In den verschiedenen Formen des Gegenwartsbezugs traten in der Zusammenschau die Gemeinsamkeiten und Unterschiede zwischen den Beiträgen dieser Sektion zutage. HELGE JORDHEIM (Oslo) unterschied in seinem Kommentar, ausgehend von den jeweiligen Gegenwartskonzeptionen, vier verschiedene Formen der Zeitgenossenschaft: Während die ‚philosophische Zeitgenossenschaft‘ im Sinne Wenzels/Hegels dann vor allem als kognitiver Vorgang zu begreifen sei, stehe bei der von Sebastian Schütte präsentierten ‚akustischen Zeitgenossenschaft‘ Merciers der sinnliche Aspekt im Vordergrund. Stelle man beide Formen des Gegenwartszugriffs einander gegenüber, so ließen sich dazwischen die von Susan Richter beschriebene ‚liminal-hybride Zeitgenossenschaft‘ Restif de la Bretonnes und die ‚rhetorisch-begriffliche Zeitgenossenschaft‘, wie sie Theo Jung am Zeitgeistbegriff herausgearbeitet hatte, entlang eines Spektrums anordnen. Jordheim gelang es damit nicht nur, die inhaltliche Kohärenz der (immerhin von den nächtlichen Straßen des revolutionären Paris bis zum philosophischen Höhenkamm reichenden) Sektionsbeiträge aufzuweisen, sondern zugleich eine Typologie der Zeitgenossenschaft zu entwerfen, an die sich in der künftigen Forschungsdiskussion anknüpfen lässt. Es ist anzunehmen, dass dabei nicht wenig über die Funktionsweise auch zeitgenössischer „Deutungskämpfe um die Gegenwart“ zu lernen wäre. Auch diese Sektion zeigte sich dann als ein Beitrag zur Etablierung der Geschichte als Gegenwartswissenschaft [4].

Sektionsübersicht:

Sektionsleitung: Susan Richter (Kiel) / Sebastian Schütte (Heidelberg)
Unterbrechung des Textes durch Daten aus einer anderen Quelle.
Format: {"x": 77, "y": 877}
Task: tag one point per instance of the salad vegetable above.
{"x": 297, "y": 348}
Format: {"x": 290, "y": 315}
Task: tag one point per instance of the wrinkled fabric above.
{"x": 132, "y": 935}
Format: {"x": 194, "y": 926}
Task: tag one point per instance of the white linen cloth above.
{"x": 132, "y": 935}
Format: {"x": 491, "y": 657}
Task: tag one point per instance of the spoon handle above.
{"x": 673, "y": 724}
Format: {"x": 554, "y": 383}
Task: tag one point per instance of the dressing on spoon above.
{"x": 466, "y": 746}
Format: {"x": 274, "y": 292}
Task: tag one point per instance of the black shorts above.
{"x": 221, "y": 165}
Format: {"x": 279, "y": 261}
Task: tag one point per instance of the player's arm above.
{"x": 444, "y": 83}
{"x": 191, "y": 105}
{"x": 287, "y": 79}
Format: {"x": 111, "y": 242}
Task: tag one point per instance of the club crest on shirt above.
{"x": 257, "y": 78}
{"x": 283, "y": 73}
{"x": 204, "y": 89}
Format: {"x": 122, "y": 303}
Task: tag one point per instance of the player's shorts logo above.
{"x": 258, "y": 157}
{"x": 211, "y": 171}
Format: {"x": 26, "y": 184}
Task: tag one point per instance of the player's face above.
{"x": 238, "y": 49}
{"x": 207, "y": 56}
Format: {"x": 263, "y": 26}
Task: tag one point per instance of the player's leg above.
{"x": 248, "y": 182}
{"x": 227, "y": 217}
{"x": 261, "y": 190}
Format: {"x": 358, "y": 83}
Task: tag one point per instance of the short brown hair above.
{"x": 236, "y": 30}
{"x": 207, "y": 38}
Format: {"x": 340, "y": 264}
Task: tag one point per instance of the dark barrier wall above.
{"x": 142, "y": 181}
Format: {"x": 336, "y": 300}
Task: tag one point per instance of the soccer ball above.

Theo Jung (Freiburg): Augenblick und Durchblick. Zeitgeistdiagnosen und ihre Kritik um 1800 (und heute)

Sebastian Schütte (Heidelberg): Das engagierte Ohr. Akustische Zeitgenossenschaft am Beispiel Louis-Sébastien Merciers

Susan Richter (Kiel): Vom Besteck des Zeitgenossen. Formen und Analyseinstrumente der Zeitdiagnostik

Uwe Justus Wenzel (Zürich): Auf der Höhe der Zeit und in ihren Niederungen. Einige Probleme philosophischer Zeitgenossenschaft

Helge Jordheim (Oslo): Kommentar

Anmerkungen:
[1] Johann Christoph Adelung, Grammatisch=kritisches Wörterbuch der Hochdeutschen Mundart, mit beständiger Vergleichung der übrigen Mundarten, besonders aber der Oberdeutschen, Vierter Theil, 2. Auflage, Leipzig 1801, Sp. 1677.
[2] Joachim Heinrich Campe, Wörterbuch der Deutschen Sprache, Fünfter und letzter Theil, Braunschweig 1811, S. 833.
[3] Georg Wilhelm Friedrich Hegel, Grundlinien der Philosophie des Rechts, Berlin [1820], hier zitiert nach der Werkausgabe im Suhrkamp-Verlag, Frankfurt am Main 1986, S. 28 u. 26, Letzteres i. O. mit Hervorhebung.
[4] Unter diesem Leitbegriff stand die Bilanz des Historikertags aus feuilletonistischer Sicht – vgl. Kurt Kister, Kümmert euch um die Hohenzollern, In: Süddeutsche Zeitung Nr. 233 vom 8. Oktober 2021.

Zitation
Tagungsbericht: HT 2021: Deutungskämpfe um die Gegenwart: Zeitgenossenschaft und Zeitdiagnostik um 1800 in der Kontroverse, 05.10.2021 – 08.10.2021 hybrid (München), in: H-Soz-Kult, 06.11.2021, <www.hsozkult.de/conferencereport/id/tagungsberichte-9135>.